– Геня, милая, и ты приехала… – железный нарком в мгновение ока превращается в любящего отца семейства. – вот хорошо. Я тоже сегодня решил пораньше закончить дела. И я выпью, пожалуй.
– Ёжик! – С пьяным энтузиазмом откликается жена, пытаясь сфокусировать взгляд на муже, при этом вино из бутылки начинает литься мимо на белую скатерть.
Ежов быстро перехватывает бутылку из рук жены, поискав глазами, достаёт из посудного шкафа гранёный стакан и плещет себе чуть-чуть на донышко.
– Ну, за Наташеньку! – Сладким голосом, как будто разговаривая с ребёнком, провозглашает он тост.
Не чокаясь, выпивает вино и морщится от его сладкого вкуса. Геня никак не отреагировав на слова мужа и не чувствуя вкуса напитка, делает крупный глоток, Ежов тут же решительно забирает у неё фужер.
– Геня, помнишь, как ты хотела ребёнка? (Та молча кивает.) – Нудным голосом продолжает он. – вот он ребёнок, (делает жест в сторону детской спальни.)… а ты всё время пропадаешь в своём журнале, дружбу водишь с сомнительными личностями.
– А ты? – Вдруг озлобляется она и исступлённо кричит на всю комнату. – Ты! Что ты задумал! Ты ведь нас в могилу сведёшь…
– Ну что ты такое говоришь? – Берёт её за руку. – Я только о вас и думаю.
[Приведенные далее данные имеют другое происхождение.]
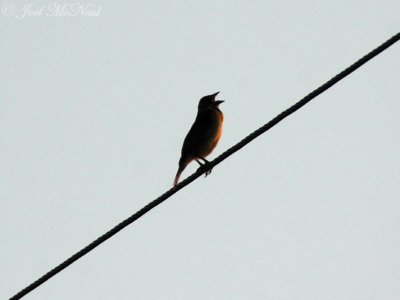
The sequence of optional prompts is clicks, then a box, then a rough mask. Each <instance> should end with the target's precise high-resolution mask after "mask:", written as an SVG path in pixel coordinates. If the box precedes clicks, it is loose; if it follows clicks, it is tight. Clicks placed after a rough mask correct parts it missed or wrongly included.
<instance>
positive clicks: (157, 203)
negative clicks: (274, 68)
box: [10, 32, 400, 300]
mask: <svg viewBox="0 0 400 300" xmlns="http://www.w3.org/2000/svg"><path fill="white" fill-rule="evenodd" d="M399 39H400V32H399V33H397V34H395V35H394V36H393V37H391V38H390V39H388V40H387V41H386V42H384V43H383V44H382V45H380V46H379V47H377V48H375V49H374V50H372V51H371V52H369V53H368V54H366V55H365V56H364V57H362V58H360V59H359V60H358V61H356V62H355V63H353V64H352V65H351V66H349V67H347V68H346V69H345V70H343V71H342V72H340V73H339V74H337V75H336V76H335V77H333V78H332V79H330V80H328V81H327V82H325V83H324V84H323V85H321V86H320V87H318V88H317V89H315V90H314V91H312V92H311V93H309V94H308V95H307V96H305V97H304V98H303V99H301V100H300V101H298V102H297V103H296V104H294V105H293V106H291V107H289V108H288V109H287V110H285V111H283V112H281V113H280V114H279V115H277V116H276V117H275V118H273V119H272V120H271V121H269V122H268V123H266V124H265V125H263V126H262V127H260V128H259V129H257V130H255V131H254V132H253V133H251V134H249V135H248V136H247V137H245V138H244V139H243V140H241V141H240V142H239V143H237V144H236V145H234V146H233V147H231V148H229V149H228V150H226V151H225V152H224V153H222V154H221V155H220V156H218V157H217V158H215V159H214V160H213V161H210V162H209V163H208V164H207V166H206V167H205V168H200V169H198V170H197V171H196V172H195V173H193V174H192V175H190V176H189V177H187V178H186V179H185V180H183V181H181V182H180V183H179V184H178V185H177V186H176V187H175V188H171V189H170V190H168V191H167V192H165V193H164V194H162V195H161V196H159V197H158V198H156V199H155V200H153V201H152V202H150V203H148V204H147V205H146V206H144V207H143V208H142V209H140V210H139V211H137V212H136V213H134V214H133V215H132V216H130V217H129V218H127V219H126V220H124V221H122V222H121V223H119V224H118V225H116V226H115V227H114V228H112V229H111V230H109V231H107V232H106V233H105V234H103V235H102V236H100V237H99V238H97V239H96V240H94V241H93V242H91V243H90V244H89V245H87V246H86V247H84V248H83V249H81V250H80V251H78V252H76V253H75V254H74V255H72V256H71V257H70V258H68V259H67V260H65V261H63V262H62V263H61V264H59V265H58V266H56V267H55V268H54V269H52V270H50V271H49V272H47V273H46V274H44V275H43V276H42V277H40V278H39V279H37V280H36V281H34V282H33V283H31V284H30V285H28V286H27V287H25V288H24V289H22V290H21V291H20V292H18V293H17V294H15V295H14V296H13V297H11V298H10V300H16V299H20V298H22V297H23V296H25V295H26V294H28V293H29V292H31V291H32V290H34V289H35V288H37V287H38V286H40V285H41V284H43V283H44V282H46V281H47V280H49V279H50V278H51V277H53V276H54V275H56V274H57V273H59V272H61V271H62V270H64V269H65V268H67V267H68V266H69V265H71V264H72V263H74V262H75V261H77V260H78V259H79V258H81V257H82V256H84V255H86V254H87V253H89V252H90V251H92V250H93V249H94V248H96V247H97V246H99V245H100V244H101V243H103V242H105V241H106V240H108V239H109V238H111V237H112V236H114V235H115V234H117V233H118V232H119V231H121V230H122V229H124V228H125V227H126V226H128V225H129V224H131V223H133V222H134V221H136V220H137V219H139V218H140V217H141V216H143V215H144V214H146V213H147V212H149V211H150V210H152V209H153V208H154V207H156V206H157V205H159V204H161V203H162V202H164V201H165V200H167V199H168V198H169V197H171V196H172V195H173V194H175V193H176V192H178V191H179V190H180V189H182V188H184V187H185V186H187V185H188V184H189V183H191V182H192V181H194V180H196V179H197V178H198V177H200V176H201V175H202V174H204V173H205V172H206V171H207V170H209V169H211V168H213V167H214V166H216V165H218V164H219V163H220V162H222V161H223V160H225V159H226V158H228V157H229V156H231V155H232V154H233V153H235V152H237V151H238V150H240V149H241V148H243V147H244V146H245V145H247V144H248V143H250V142H251V141H253V140H254V139H255V138H257V137H258V136H260V135H261V134H263V133H264V132H266V131H267V130H269V129H270V128H272V127H273V126H275V125H276V124H278V123H279V122H280V121H282V120H283V119H285V118H286V117H288V116H289V115H291V114H292V113H294V112H295V111H297V110H298V109H300V108H301V107H302V106H304V105H306V104H307V103H308V102H310V101H311V100H312V99H314V98H315V97H317V96H318V95H320V94H321V93H323V92H325V91H326V90H327V89H329V88H330V87H332V86H333V85H334V84H336V83H337V82H338V81H340V80H342V79H343V78H345V77H346V76H347V75H349V74H351V73H352V72H354V71H355V70H357V69H358V68H359V67H361V66H362V65H363V64H365V63H366V62H368V61H369V60H371V59H372V58H374V57H375V56H377V55H378V54H380V53H381V52H383V51H385V50H386V49H387V48H389V47H390V46H392V45H393V44H394V43H396V42H397V41H398V40H399Z"/></svg>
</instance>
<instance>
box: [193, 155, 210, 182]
mask: <svg viewBox="0 0 400 300" xmlns="http://www.w3.org/2000/svg"><path fill="white" fill-rule="evenodd" d="M202 160H203V161H204V162H203V163H202V162H200V161H199V160H196V161H197V162H198V163H199V165H200V167H199V168H198V169H197V170H199V171H204V170H207V171H206V173H205V175H204V177H207V176H208V175H210V174H211V171H212V168H211V167H210V166H209V165H210V163H209V162H208V160H206V159H204V158H202Z"/></svg>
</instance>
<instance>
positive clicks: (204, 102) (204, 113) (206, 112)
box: [174, 92, 224, 187]
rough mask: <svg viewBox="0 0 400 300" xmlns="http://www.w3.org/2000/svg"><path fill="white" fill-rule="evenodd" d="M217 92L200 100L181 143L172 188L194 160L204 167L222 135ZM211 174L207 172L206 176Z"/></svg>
mask: <svg viewBox="0 0 400 300" xmlns="http://www.w3.org/2000/svg"><path fill="white" fill-rule="evenodd" d="M218 94H219V92H217V93H215V94H212V95H208V96H204V97H203V98H201V99H200V101H199V105H198V110H197V116H196V119H195V121H194V123H193V125H192V127H191V128H190V130H189V132H188V134H187V135H186V138H185V140H184V141H183V146H182V151H181V158H180V159H179V168H178V172H177V173H176V176H175V180H174V187H175V186H176V185H177V184H178V180H179V177H180V175H181V174H182V172H183V170H184V169H185V168H186V166H187V165H188V164H189V163H190V162H192V161H193V160H196V161H197V163H199V164H200V167H205V166H206V164H207V163H208V161H207V160H206V159H205V158H206V156H207V155H209V154H210V153H211V152H212V151H213V150H214V148H215V147H216V146H217V143H218V141H219V139H220V137H221V134H222V123H223V120H224V115H223V114H222V112H221V111H220V110H219V107H218V106H219V105H220V104H221V103H222V102H224V101H223V100H215V98H216V96H217V95H218ZM210 173H211V169H209V170H207V172H206V176H207V175H209V174H210Z"/></svg>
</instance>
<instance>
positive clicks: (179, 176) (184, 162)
mask: <svg viewBox="0 0 400 300" xmlns="http://www.w3.org/2000/svg"><path fill="white" fill-rule="evenodd" d="M190 162H191V159H187V158H184V157H181V159H180V160H179V168H178V172H176V175H175V180H174V187H175V186H176V185H177V184H178V181H179V177H180V176H181V174H182V172H183V170H185V168H186V166H187V165H188V164H189V163H190Z"/></svg>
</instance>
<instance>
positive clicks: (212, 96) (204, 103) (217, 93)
mask: <svg viewBox="0 0 400 300" xmlns="http://www.w3.org/2000/svg"><path fill="white" fill-rule="evenodd" d="M218 94H219V92H216V93H215V94H212V95H208V96H204V97H203V98H201V99H200V102H199V110H207V109H212V108H217V109H218V105H220V104H221V103H222V102H224V100H215V97H217V95H218Z"/></svg>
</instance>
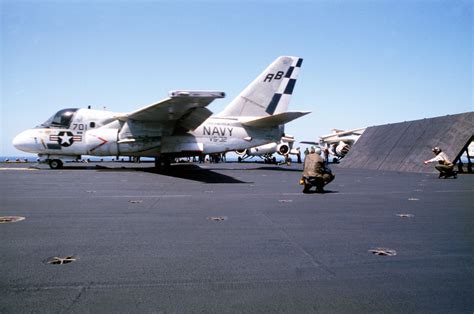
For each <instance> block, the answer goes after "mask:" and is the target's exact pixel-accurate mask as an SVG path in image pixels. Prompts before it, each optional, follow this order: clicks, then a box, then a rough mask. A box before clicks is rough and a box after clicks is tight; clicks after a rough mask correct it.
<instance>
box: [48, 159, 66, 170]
mask: <svg viewBox="0 0 474 314" xmlns="http://www.w3.org/2000/svg"><path fill="white" fill-rule="evenodd" d="M49 167H50V168H51V169H61V168H62V167H63V162H62V161H61V160H59V159H52V160H50V161H49Z"/></svg>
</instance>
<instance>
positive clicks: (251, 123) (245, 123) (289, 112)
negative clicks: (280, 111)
mask: <svg viewBox="0 0 474 314" xmlns="http://www.w3.org/2000/svg"><path fill="white" fill-rule="evenodd" d="M308 113H311V111H287V112H282V113H278V114H275V115H273V116H268V117H263V118H258V119H254V120H250V121H246V122H242V124H243V125H246V126H252V127H259V128H270V127H276V126H279V125H281V124H285V123H288V122H290V121H293V120H295V119H298V118H300V117H302V116H304V115H307V114H308Z"/></svg>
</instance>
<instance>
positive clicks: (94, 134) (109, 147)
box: [86, 129, 118, 156]
mask: <svg viewBox="0 0 474 314" xmlns="http://www.w3.org/2000/svg"><path fill="white" fill-rule="evenodd" d="M86 145H87V154H88V155H95V156H115V155H117V154H118V147H117V129H98V130H94V131H89V132H87V133H86Z"/></svg>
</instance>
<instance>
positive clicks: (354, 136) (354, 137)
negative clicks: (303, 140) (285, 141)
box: [301, 128, 366, 162]
mask: <svg viewBox="0 0 474 314" xmlns="http://www.w3.org/2000/svg"><path fill="white" fill-rule="evenodd" d="M365 129H366V128H359V129H353V130H348V131H344V130H338V129H333V130H332V133H331V134H327V135H322V136H320V137H319V142H311V141H303V142H301V143H303V144H310V145H317V146H320V147H321V149H322V150H323V151H324V149H328V151H329V154H330V155H332V156H333V159H332V161H333V162H337V161H338V160H340V159H341V158H344V156H346V155H347V153H348V152H349V150H350V148H351V146H352V145H354V143H355V142H357V140H358V139H359V137H360V136H361V135H362V133H364V131H365Z"/></svg>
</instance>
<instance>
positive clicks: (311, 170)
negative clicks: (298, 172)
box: [301, 147, 335, 193]
mask: <svg viewBox="0 0 474 314" xmlns="http://www.w3.org/2000/svg"><path fill="white" fill-rule="evenodd" d="M334 177H335V176H334V175H333V174H332V172H331V170H330V169H329V168H327V167H326V164H325V162H324V159H323V158H322V157H321V149H320V148H319V147H316V148H314V147H311V150H310V152H309V154H308V155H306V157H305V159H304V165H303V178H301V184H303V185H304V189H303V193H308V192H309V190H310V189H311V187H312V186H316V192H318V193H323V192H324V186H325V185H326V184H328V183H329V182H331V181H332V180H334Z"/></svg>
– О нас? – Вырывает свою руку. – Я всё слышала! Про письмо, про Штейна…
– Молчи! – Взрывается Ежов, сжимая кулаки. – Не твоего ума это дело. Жена вскакивает на ноги, опрокидывает стул и бежит к противоположной стене гостиной, но вдруг замирает, напряжённо глядя на стену.
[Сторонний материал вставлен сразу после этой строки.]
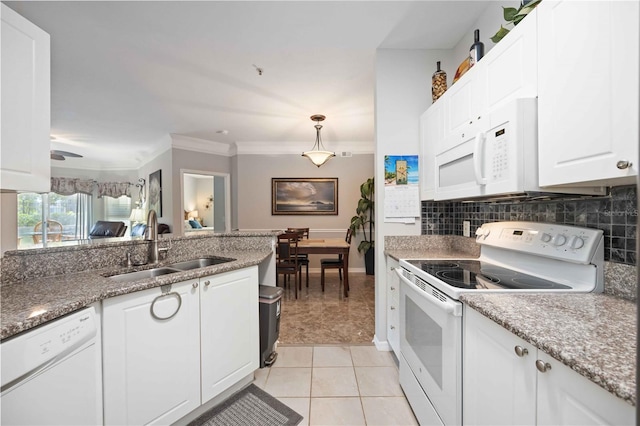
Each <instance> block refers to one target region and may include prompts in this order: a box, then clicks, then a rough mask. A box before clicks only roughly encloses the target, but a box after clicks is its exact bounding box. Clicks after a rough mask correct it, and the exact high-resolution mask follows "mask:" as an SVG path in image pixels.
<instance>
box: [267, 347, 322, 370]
mask: <svg viewBox="0 0 640 426" xmlns="http://www.w3.org/2000/svg"><path fill="white" fill-rule="evenodd" d="M312 362H313V347H312V346H281V345H278V359H277V360H276V362H275V363H274V364H273V365H272V366H271V368H283V367H284V368H286V367H311V365H312Z"/></svg>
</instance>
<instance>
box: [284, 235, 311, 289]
mask: <svg viewBox="0 0 640 426" xmlns="http://www.w3.org/2000/svg"><path fill="white" fill-rule="evenodd" d="M287 232H294V233H296V234H298V240H300V239H307V240H308V239H309V228H287ZM298 265H299V266H300V268H301V269H302V267H303V266H304V267H305V277H306V283H307V287H309V255H308V254H306V253H299V254H298ZM300 286H302V282H301V283H300Z"/></svg>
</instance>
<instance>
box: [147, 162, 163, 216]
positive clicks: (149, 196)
mask: <svg viewBox="0 0 640 426" xmlns="http://www.w3.org/2000/svg"><path fill="white" fill-rule="evenodd" d="M149 210H155V211H156V214H157V215H158V217H161V216H162V170H156V171H155V172H153V173H151V174H150V175H149Z"/></svg>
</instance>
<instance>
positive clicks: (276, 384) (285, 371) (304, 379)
mask: <svg viewBox="0 0 640 426" xmlns="http://www.w3.org/2000/svg"><path fill="white" fill-rule="evenodd" d="M264 390H265V391H266V392H267V393H270V394H271V395H273V396H275V397H276V398H280V397H309V396H311V368H295V367H292V368H272V369H271V371H270V372H269V377H268V378H267V383H266V385H265V387H264Z"/></svg>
– Где Филонов? – Хрипит она.
– Какой ещё Филонов? – Ежов настигает её и хватает за талию.
– Картина «Нарвские ворота»… синяя такая. – Оба смотрят на деревянную эмблему НКВД, висящую на её месте. – Здесь была.
– Тьфу, твою…, да какая разница. – Ежов непроизвольно ослабляет объятия.
– А-а-а, ненавижу! – Хаютина вырывается, хватает чекистский герб и с размаху бросает его на пол.
Щит раскалывается пополам, лезвие меча смещается в сторону а из оторвавшейся ручки выпадает странной формы гвоздь с большой золочёной шляпкой, свёрнутой набок. Ежов наклоняется и берёт его в руки. В комнату влетают встревоженные дежурный и связист.
– Товарищ нарком, – рапортует последний. – вас срочно к аппарату ВЧ. Из глубины коридора внимательно наблюдает за происходящим няня.
– Валентина, уложи её, – кричит Ежов, вновь обретший командный голос. – дай снотворного. (И связисту, тише). Пойдём.
– Слушаю! – Нарком и связит едва умещаются в тесной комнатке под крышей с одним окном.
– Николай Иванович, у меня ЧП! – В трубке слышится весёлый голос Фриновского. – Сейчас мне звонил Овчинников (начальник Московского Уголовного Розыска) и доложил, что задержал Чаганова по подозрению в убийстве своей работницы. Все улики против него: весь в крови убитой, в квартире никого больше нет. Чаганов находится в невменяемом состоянии, пытается что-то сказать, но не может…
– Пьяный что ли? – Перебивает Ежов, левой рукой делает знак сотруднику, что бы тот вышел.
– … говорит, что нет, не пахнет. Бледный, зрачки сильно суженные, стоять не может.
– Где он сейчас? – Притоптывает от нетерпения нарком, связист закрывает за собой дверь.
– … на Петровке.
– Посылай туда Люшкова, пусть забирает Чаганова и везёт его в Суханово.
– Как в Суханово? – В голосе Фриновского слышится удивление. – Там же сейчас голые стены. Детскую колонию закрыли, а ремонт только начинается…
– Так даже лучше. – Чеканит слова Ежов. – Три-четыре надёжных вохровца из Внутренней тюрьмы и Люшков с двумя помощниками и врач. Больше никто ничего знать не должен. Да ещё, пусть возьмут подписки о неразглашении на Петровке и в доме Чаганова.
– Понял. Сделаю. Есть там одноэтажный особнячок на отшибе. Думаю, подойдёт.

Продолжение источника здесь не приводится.